What do Estonia, small airplanes and a Philadelphia shipyard have to do with the hit series House of Cards?

Kind of a lot, it turns out — because they all have to do with Beau Willimon. Those who only know Willimon as the man who created the show for Netflix — where the show returns for binge-happy viewers on Feb. 14 — are missing out, since his life story is basically a laundry list of experiences that you won’t believe all happened to the same guy. And, he says, those disparate experiences have all helped make House of Cards what it is.

“A lot of people think all I write about is politics, because they know Ides of March or House of Cards, but I actually write about a lot of things,” Willimon tells TIME. “The world’s a vast place. No matter how focused your story is, it can’t ignore the rest of the world around it. I think all these experiences [I’ve had], in one way or another, inform everything I write.”
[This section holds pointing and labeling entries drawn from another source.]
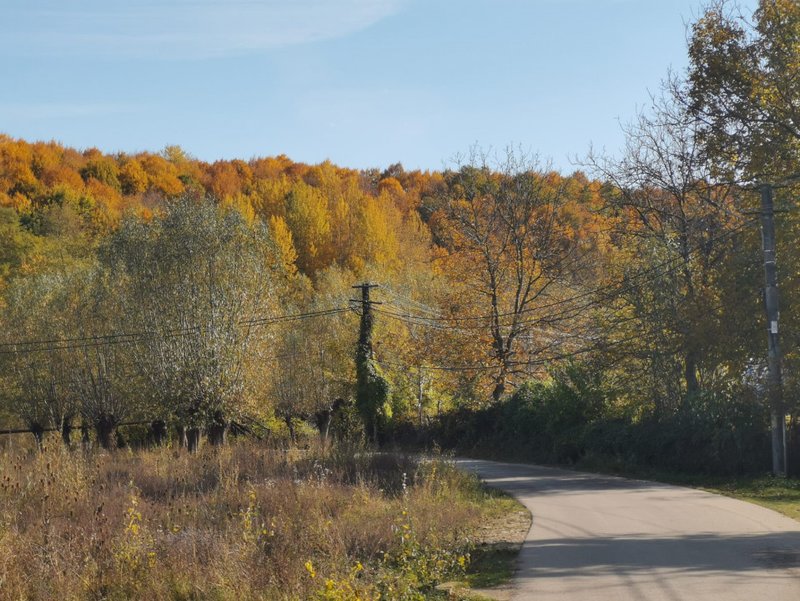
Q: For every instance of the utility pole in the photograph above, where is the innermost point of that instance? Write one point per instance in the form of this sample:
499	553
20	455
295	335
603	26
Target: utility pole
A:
364	356
421	396
774	378
364	350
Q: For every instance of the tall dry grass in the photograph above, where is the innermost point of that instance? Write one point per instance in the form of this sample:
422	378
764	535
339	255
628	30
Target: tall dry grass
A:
241	522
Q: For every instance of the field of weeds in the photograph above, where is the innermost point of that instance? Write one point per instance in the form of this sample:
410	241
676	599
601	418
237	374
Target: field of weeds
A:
241	522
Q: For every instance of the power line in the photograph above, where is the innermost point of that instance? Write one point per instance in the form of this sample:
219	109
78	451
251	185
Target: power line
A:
56	344
614	290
(MOREJames Poniewozik on House of Cards Season 2)

So, even though Willimon has never lived in Washington, D.C., for any significant amount of time, and even though House of Cards is adapted from an earlier English series, this incarnation of the show bears the imprints of Willimon’s own life. For example, when Willimon was young, his father was in the navy and the family moved frequently. One of the places they lived was Philadelphia; he says the shipyard that viewers will remember as the subject of a preservation effort by the fictional Rep. Peter Russo was where he spent a chunk of childhood.

Furthermore, Francis Underwood is from South Carolina, which is where Willimon’s father hails from — and Raymond Tusk is from St. Louis, where Willimon lived in junior high school and high school. (St. Louis is also where Willimon learned, starting at age 14, to pilot an airplane — an experience that he says influences his writing in a subtler way, allowing him to write characters who operate in the context of the freedom and danger that come from flying a small plane.)

So, for House of Cards fans who want to guess at what might come next on the show, here are some other tidbits from Willimon’s life:

  • In college, his focus of study was painting.
  • After college, he worked for the ministry of the interior for the Estonian government, as part of a fellowship. His main job there involved summarizing immigration and asylum law into briefs that would be used for E.U. conferences.
  • Not too long after Estonia, he moved to Vietnam to work for a small cultural magazine.
  • Just as soon as he returned to New York, he started playwriting in graduate school at Columbia, having been auditing classes off the books before departing for Asia.
  • During graduate school, he lived in South Africa for a year on a visual arts scholarship, which he got from a proposal to create 40 lithographs about paranoia. “I got $50,000 and went off to Cape Town and got a motorcycle and traveled the country for a year,” he says. “While I was there, I wrote my thesis play for graduate school.”
  • He’s written 12 plays, four of which have been produced, and was nominated for a screenwriting Oscar for The Ides of March. He has a new play going up in New York in March.
  • He’s currently producing a documentary about a transgendered surfer, and another about a British paratrooper who has spent 15 years walking around the globe on foot.

But how, exactly, these things will play into House of Cards is information Willimon can’t always share.

“How does Vietnam make its way in? There’s ways that it makes its way in, in Season 2 probably, not literally, but some of my experiences there,” he says. “That, I can’t really talk about because I don’t want to give the story away.”

Can’t he say anything else about the upcoming season?

“If Claire Underwood is one of the reasons you were drawn to Season 1, hopefully you’ll like Season 2 as much or better, because you’ll see a lot more of her,” he says. “That’s as far as I’ll go.”